I have a simple single-pod postgresql deployment running on AWS EKS (code here). I have exposed the pod using a load balancer.
kubectl get services/postgres-lb -o yaml
This yields the following:
apiVersion: v1
kind: Service
metadata:
annotations:
service.beta.kubernetes.io/aws-load-balancer-connection-draining-enabled: "false"
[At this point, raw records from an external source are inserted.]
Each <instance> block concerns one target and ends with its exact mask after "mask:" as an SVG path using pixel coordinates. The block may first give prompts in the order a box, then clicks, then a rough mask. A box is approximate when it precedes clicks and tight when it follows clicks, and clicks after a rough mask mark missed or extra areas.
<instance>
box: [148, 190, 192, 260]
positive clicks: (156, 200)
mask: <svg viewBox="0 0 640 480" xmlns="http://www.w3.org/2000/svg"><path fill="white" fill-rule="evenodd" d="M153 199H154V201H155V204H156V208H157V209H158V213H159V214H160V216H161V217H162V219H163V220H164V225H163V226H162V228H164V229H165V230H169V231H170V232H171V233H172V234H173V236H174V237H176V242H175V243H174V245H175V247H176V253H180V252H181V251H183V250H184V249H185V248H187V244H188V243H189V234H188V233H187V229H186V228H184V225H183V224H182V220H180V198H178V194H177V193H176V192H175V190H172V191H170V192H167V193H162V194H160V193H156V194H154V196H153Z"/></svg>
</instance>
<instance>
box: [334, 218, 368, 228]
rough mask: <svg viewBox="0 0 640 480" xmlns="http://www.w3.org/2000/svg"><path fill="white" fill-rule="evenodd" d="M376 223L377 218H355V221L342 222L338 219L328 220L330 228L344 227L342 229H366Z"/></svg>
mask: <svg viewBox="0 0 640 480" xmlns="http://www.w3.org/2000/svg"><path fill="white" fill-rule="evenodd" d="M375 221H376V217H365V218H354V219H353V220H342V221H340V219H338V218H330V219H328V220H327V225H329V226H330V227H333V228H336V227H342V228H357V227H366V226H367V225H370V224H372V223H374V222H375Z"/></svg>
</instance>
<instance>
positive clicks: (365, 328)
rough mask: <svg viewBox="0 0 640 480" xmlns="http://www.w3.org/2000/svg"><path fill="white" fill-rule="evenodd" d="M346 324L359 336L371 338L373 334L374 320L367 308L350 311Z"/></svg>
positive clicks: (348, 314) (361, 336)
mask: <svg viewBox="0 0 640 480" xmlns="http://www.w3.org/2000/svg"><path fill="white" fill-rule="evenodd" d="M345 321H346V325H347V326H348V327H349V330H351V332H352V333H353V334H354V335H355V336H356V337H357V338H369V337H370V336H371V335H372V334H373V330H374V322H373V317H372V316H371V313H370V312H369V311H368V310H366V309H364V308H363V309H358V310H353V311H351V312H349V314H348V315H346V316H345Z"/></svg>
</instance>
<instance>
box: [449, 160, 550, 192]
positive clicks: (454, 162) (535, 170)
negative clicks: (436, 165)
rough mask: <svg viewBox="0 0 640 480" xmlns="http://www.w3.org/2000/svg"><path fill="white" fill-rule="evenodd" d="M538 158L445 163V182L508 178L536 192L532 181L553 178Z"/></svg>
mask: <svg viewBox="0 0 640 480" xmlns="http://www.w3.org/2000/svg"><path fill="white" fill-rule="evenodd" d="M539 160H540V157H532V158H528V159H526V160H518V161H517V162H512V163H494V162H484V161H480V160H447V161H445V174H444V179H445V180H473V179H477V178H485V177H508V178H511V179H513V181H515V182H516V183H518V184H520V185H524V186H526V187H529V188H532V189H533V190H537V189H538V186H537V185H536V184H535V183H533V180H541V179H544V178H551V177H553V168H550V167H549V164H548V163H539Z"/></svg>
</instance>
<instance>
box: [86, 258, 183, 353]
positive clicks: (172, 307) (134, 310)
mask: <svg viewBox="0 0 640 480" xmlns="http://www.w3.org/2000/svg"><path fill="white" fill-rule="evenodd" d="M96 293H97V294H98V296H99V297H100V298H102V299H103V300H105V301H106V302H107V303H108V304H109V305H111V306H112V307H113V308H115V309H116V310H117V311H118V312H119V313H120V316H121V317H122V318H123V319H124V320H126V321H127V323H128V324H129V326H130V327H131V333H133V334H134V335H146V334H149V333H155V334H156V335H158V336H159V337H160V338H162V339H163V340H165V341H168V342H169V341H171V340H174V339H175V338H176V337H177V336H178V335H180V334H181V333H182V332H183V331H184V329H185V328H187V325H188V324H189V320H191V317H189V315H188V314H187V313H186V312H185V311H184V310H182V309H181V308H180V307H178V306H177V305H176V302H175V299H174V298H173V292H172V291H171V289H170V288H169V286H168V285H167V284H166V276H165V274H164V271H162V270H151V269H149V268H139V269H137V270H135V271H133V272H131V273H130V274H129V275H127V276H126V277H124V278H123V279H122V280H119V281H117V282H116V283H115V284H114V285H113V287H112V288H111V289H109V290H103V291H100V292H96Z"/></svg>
service.beta.kubernetes.io/aws-load-balancer-type: nlb
creationTimestamp: 2019-04-23T02:36:54Z
labels:
app: postgres
name: postgres-lb
namespace: default
resourceVersion: "1522157"
selfLink: /api/v1/namespaces/default/services/postgres-lb
uid: <HASHREMOVED?
spec:
clusterIP: 10.100.94.170
externalTrafficPolicy: Cluster
ports:
- nodePort: 32331
port: 5434
protocol: TCP
targetPort: 5432
selector:
app: postgres
sessionAffinity: None
type: LoadBalancer
status:
loadBalancer:
ingress:
- hostname: ...aaadz-example.elb.us-east-1.amazonaws.com
This works and I can access the pod as expected. However, the connection to postgresql seems to drop about every minute or so if not active. I am pretty sure that at least some AWS load balancers behave this way to "drain connections"; hence the annotation above to NOT drain connections. However, I still see the same behavior of dropping connections if idle.
What is the best practice on AWS EKS for hosting a database, for example, and then exposing its single port to the internet? Web searches have turned up many variations, but all seem either overly complicated or not directly applicable. I have used GCE and found it to be much more straightforward with respect to network and exposing ports, so I feel like I am missing something obvious on AWS.
Try setting service.beta.kubernetes.io/aws-load-balancer-connection-idle-timeout
annotation to some larger value (by default it is 60 seconds in AWS).